Correlation Between Oppenheimer Global and Ashmore Emerging
Can any of the company-specific risk be diversified away by investing in both Oppenheimer Global and Ashmore Emerging at the same time? Although using a correlation coefficient on its own may not help to predict future stock returns, this module helps to understand the diversifiable risk of combining Oppenheimer Global and Ashmore Emerging into the same portfolio, which is an essential part of the fundamental portfolio management process.
By analyzing existing cross correlation between Oppenheimer Global and Ashmore Emerging Markets, you can compare the effects of market volatilities on Oppenheimer Global and Ashmore Emerging and check how they will diversify away market risk if combined in the same portfolio for a given time horizon. You can also utilize pair trading strategies of matching a long position in Oppenheimer Global with a short position of Ashmore Emerging. Check out your portfolio center. Please also check ongoing floating volatility patterns of Oppenheimer Global and Ashmore Emerging.
Diversification Opportunities for Oppenheimer Global and Ashmore Emerging
-0.24 | Correlation Coefficient |
Very good diversification
The 3 months correlation between Oppenheimer and Ashmore is -0.24. Overlapping area represents the amount of risk that can be diversified away by holding Oppenheimer Global and Ashmore Emerging Markets in the same portfolio, assuming nothing else is changed. The correlation between historical prices or returns on Ashmore Emerging Markets and Oppenheimer Global is a relative statistical measure of the degree to which these equity instruments tend to move together. The correlation coefficient measures the extent to which returns on Oppenheimer Global are associated (or correlated) with Ashmore Emerging. Values of the correlation coefficient range from -1 to +1, where. The correlation of zero (0) is possible when the price movement of Ashmore Emerging Markets has no effect on the direction of Oppenheimer Global i.e., Oppenheimer Global and Ashmore Emerging go up and down completely randomly.
Pair Corralation between Oppenheimer Global and Ashmore Emerging
Assuming the 90 days horizon Oppenheimer Global is expected to under-perform the Ashmore Emerging. In addition to that, Oppenheimer Global is 4.88 times more volatile than Ashmore Emerging Markets. It trades about -0.07 of its total potential returns per unit of risk. Ashmore Emerging Markets is currently generating about 0.18 per unit of volatility. If you would invest 564.00 in Ashmore Emerging Markets on December 30, 2024 and sell it today you would earn a total of 16.00 from holding Ashmore Emerging Markets or generate 2.84% return on investment over 90 days.

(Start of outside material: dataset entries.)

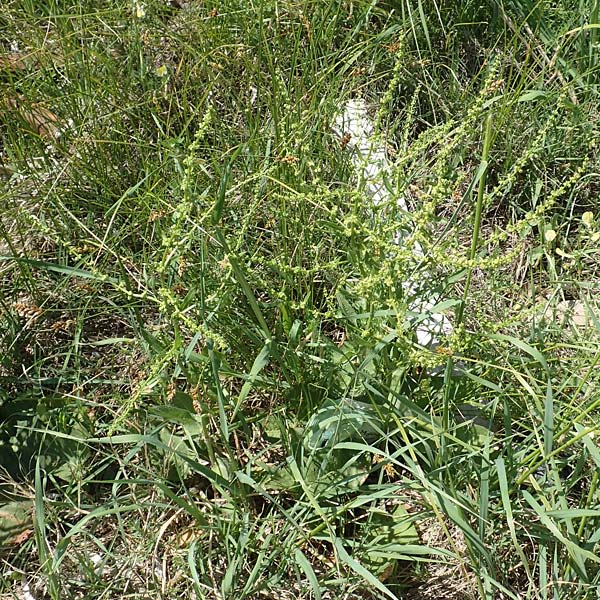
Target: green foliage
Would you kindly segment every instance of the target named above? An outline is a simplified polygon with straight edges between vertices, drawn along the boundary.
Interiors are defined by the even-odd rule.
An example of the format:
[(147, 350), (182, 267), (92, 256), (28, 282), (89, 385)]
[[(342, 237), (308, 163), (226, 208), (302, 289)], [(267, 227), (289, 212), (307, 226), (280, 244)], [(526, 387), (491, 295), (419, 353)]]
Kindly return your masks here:
[(71, 4), (0, 15), (6, 564), (589, 597), (598, 3)]

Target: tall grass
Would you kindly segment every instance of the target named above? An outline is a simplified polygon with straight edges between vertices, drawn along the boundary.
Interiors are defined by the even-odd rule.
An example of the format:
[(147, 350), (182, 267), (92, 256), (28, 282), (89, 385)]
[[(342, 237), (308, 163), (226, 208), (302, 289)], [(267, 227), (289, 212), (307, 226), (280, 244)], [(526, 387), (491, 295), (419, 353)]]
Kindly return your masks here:
[(180, 4), (0, 16), (2, 593), (593, 597), (597, 3)]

Time Period | 3 Months [change] |
Direction | Moves Against |
Strength | Insignificant |
Accuracy | 100.0% |
Values | Daily Returns |
Oppenheimer Global vs. Ashmore Emerging Markets
Performance |
Timeline |
Oppenheimer Global |
Ashmore Emerging Markets |
Oppenheimer Global and Ashmore Emerging Volatility Contrast
Predicted Return Density |
Returns |
Pair Trading with Oppenheimer Global and Ashmore Emerging
The main advantage of trading using opposite Oppenheimer Global and Ashmore Emerging positions is that it hedges away some unsystematic risk. Because of two separate transactions, even if Oppenheimer Global position performs unexpectedly, Ashmore Emerging can make up some of the losses. Pair trading also minimizes risk from directional movements in the market. For example, if an entire industry or sector drops because of unexpected headlines, the short position in Ashmore Emerging will offset losses from the drop in Ashmore Emerging's long position.Oppenheimer Global vs. Alpine Ultra Short | Oppenheimer Global vs. Old Westbury Short Term | Oppenheimer Global vs. Cmg Ultra Short | Oppenheimer Global vs. Fidelity Flex Servative |
Ashmore Emerging vs. Siit Global Managed | Ashmore Emerging vs. Blue Current Global | Ashmore Emerging vs. Doubleline Global Bond | Ashmore Emerging vs. The Hartford Global |
Check out your portfolio center.Note that this page's information should be used as a complementary analysis to find the right mix of equity instruments to add to your existing portfolios or create a brand new portfolio. You can also try the Sign In To Macroaxis module to sign in to explore Macroaxis' wealth optimization platform and fintech modules.